Meinung zum Pandemieverlauf: Die Impfpflicht spaltet nicht
Ohne die Solidarität, die dieser Gesellschaft von einer kleinen Gruppe verweigert wird, gibt es womöglich nur noch einen Weg aus der Pandemie, glaubt unser Autor.
Eine Impfpflicht kommt nicht, so hörte man bis vor kurzem von so vielen Politikern in Regierungsverantwortung und Opposition. Es war ein dummes Versprechen. Dumm, weil in diesen Zeiten wenig auszuschließen war und ist. Versprechen hin oder her, die Impfpflicht könnte der einzig verbliebene Weg aus der scheinbar endlosen Berg-und-Talfahrt der Pandemie sein.

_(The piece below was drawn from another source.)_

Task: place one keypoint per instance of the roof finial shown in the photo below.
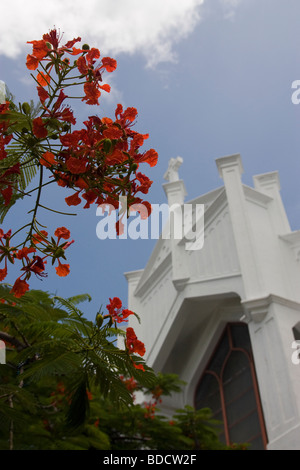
(171, 174)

Manche könnten so ihr Gesicht wahren
Die erste Reaktion bei diesem Thema noch vor Monaten war: Das würde die Gesellschaft spalten. Heute zeichnet sich ab: Das Gegenteil ist der Fall. Viele Zögerliche haben inzwischen akzeptiert oder verstanden, dass der Nutzen der Impfung größer ist als die Risiken. Sie sind schon dabei, der Mehrheit zu folgen. Moderate Skeptiker könnten sich achselzuckend dem Unvermeidbaren fügen, ohne ihr Gesicht zu verlieren.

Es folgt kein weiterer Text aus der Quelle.